Last time we posted in this esteemed spot, we told you that almost a quarter of all general freedom of information (FOI) requests submitted in B.C. over the past year were returned with "No Responsive Records."
We also promised to return with even more interesting details regarding the government's performance on filling FOI requests from citizens. Rest assured, we've got lots of details.
Our newest calculations, based on data published by the Chief Information Officer of B.C. (credit due to the B.C. government for making these numbers widely available), reveal that the FOI situation in this province has gotten significantly worse over the last decade. It seems that thousands of those pesky records have simply disappeared.

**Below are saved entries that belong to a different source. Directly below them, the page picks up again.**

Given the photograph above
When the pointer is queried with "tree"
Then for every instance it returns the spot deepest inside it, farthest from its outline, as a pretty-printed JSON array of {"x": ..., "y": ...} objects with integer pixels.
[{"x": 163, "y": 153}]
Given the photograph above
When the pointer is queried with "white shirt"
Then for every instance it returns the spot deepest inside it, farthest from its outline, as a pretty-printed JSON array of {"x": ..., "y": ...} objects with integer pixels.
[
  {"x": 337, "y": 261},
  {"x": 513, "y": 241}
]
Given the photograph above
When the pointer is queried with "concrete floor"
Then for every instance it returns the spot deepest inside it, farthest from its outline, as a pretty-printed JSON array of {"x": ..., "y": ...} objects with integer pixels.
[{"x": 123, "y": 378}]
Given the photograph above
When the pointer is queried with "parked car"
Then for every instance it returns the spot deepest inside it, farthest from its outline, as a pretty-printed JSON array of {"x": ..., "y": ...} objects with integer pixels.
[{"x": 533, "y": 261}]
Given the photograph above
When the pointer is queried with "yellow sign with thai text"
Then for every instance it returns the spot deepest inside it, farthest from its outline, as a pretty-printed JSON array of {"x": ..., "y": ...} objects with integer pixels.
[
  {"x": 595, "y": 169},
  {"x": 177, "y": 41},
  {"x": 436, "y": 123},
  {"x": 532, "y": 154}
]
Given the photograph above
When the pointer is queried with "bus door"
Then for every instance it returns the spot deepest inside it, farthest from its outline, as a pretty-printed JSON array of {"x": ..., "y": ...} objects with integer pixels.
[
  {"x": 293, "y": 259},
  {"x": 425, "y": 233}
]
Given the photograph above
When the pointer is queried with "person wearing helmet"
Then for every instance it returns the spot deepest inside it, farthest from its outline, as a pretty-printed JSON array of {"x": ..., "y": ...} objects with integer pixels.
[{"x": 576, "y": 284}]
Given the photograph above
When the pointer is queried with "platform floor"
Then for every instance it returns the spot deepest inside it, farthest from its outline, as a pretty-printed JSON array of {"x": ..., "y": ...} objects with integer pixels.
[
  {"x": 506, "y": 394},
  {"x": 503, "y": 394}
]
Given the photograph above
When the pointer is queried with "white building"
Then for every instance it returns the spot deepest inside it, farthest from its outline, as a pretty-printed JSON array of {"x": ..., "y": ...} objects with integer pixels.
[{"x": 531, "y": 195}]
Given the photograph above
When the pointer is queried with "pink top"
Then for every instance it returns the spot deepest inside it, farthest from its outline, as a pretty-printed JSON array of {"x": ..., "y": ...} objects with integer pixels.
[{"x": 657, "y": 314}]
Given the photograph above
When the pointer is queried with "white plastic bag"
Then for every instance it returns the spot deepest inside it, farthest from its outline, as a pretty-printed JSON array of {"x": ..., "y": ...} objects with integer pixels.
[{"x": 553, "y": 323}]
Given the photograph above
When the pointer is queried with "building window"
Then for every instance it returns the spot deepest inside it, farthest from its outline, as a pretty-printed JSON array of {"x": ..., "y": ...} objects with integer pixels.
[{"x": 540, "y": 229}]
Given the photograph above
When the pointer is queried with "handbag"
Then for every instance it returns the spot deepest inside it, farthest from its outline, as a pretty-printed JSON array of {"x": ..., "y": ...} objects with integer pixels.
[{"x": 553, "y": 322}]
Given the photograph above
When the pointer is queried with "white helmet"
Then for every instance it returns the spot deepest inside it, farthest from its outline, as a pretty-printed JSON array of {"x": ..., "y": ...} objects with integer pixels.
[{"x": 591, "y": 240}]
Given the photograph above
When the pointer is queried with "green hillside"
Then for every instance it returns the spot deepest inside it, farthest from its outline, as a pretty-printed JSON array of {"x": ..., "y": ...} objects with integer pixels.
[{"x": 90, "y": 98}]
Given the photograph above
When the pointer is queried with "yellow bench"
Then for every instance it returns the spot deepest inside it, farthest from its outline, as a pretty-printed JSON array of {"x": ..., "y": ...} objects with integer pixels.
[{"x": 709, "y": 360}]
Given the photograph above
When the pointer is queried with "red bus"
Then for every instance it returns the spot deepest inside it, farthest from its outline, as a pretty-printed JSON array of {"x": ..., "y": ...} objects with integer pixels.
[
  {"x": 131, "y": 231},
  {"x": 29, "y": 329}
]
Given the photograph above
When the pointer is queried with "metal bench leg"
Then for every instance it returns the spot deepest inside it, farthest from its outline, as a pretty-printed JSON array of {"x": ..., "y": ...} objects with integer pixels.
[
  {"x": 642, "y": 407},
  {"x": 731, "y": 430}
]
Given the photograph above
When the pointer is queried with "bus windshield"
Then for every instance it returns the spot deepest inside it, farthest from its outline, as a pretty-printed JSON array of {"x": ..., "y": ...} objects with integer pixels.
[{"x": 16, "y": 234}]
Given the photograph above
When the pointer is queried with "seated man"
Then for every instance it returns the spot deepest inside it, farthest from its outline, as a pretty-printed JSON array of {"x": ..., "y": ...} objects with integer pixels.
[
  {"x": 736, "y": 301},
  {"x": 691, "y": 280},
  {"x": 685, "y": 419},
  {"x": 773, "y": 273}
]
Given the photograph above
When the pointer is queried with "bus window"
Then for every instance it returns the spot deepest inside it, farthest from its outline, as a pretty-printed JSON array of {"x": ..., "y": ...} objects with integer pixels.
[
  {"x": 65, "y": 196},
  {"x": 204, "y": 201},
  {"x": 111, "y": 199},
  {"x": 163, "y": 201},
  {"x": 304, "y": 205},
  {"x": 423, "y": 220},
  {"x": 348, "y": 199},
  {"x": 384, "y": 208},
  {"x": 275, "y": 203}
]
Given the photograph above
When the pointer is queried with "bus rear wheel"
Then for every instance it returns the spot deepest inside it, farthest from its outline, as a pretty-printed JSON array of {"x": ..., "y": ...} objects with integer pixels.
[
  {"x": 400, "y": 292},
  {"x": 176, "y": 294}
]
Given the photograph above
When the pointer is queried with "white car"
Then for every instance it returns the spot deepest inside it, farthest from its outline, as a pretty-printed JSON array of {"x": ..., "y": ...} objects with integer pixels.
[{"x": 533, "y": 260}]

Back in the 2002-2003 fiscal year, for example, none of the FOI requests filed by political parties came back non-responsive. By the time this past spring rolled around, however, things looked significantly different, with more than 21 per cent of political party requests shut down by the government saying they didn't have any relevant records.
The news media fared even worse. Once again in 2002-2003, none of the general FOI requests made by media organizations stalled on non-responsive records. By the end of the 2011-2012 fiscal, that figure had skyrocketed to 264 non-responsive requests, accounting for nearly 34 per cent of all requests filed by the media that year.
Third time's the charm right? Let's take a look at what happened to requests from interest groups.
Increases in non-responsive rates for interest group requests more or less matched those of media organizations and political parties, reaching 18 per cent in the 2011-2012 fiscal. But that growth doesn't look so mundane when we realize that the number of interest group requests has actually dropped by almost half since 2002-2003. Even with this significant decline in the number of FOIs submitted, we see a serious reduction in response performance.
To be sure, these increases roughly correspond to an increase in the number of requests filed overall. But the barriers to access facing interest groups in particular make it tough to chalk this troubling trend up to a simple increase in volume.
The figures beg an obvious question: what happened? What brought on this staggering decline in the government's ability to find records in response to FOI requests? Why does it seem to be falling hardest on the groups most likely to ask awkward or impertinent questions of our government?
Are reporters and researchers just getting less savvy and more frivolous? Is the government providing insufficient support to those working in FOI offices?
In her 2010 FOI timeliness report, Information and Privacy Commissioner Elizabeth Denham alluded to the possibility that ministries might be denying access or claiming there were no responsive records to improve their timeliness statistics (which the commissioner's office has just started reporting on). Given these findings, we think she was on to something.
That's why we sent her a copy of our number crunching, along with a complaint. We'll let you know how that turns out.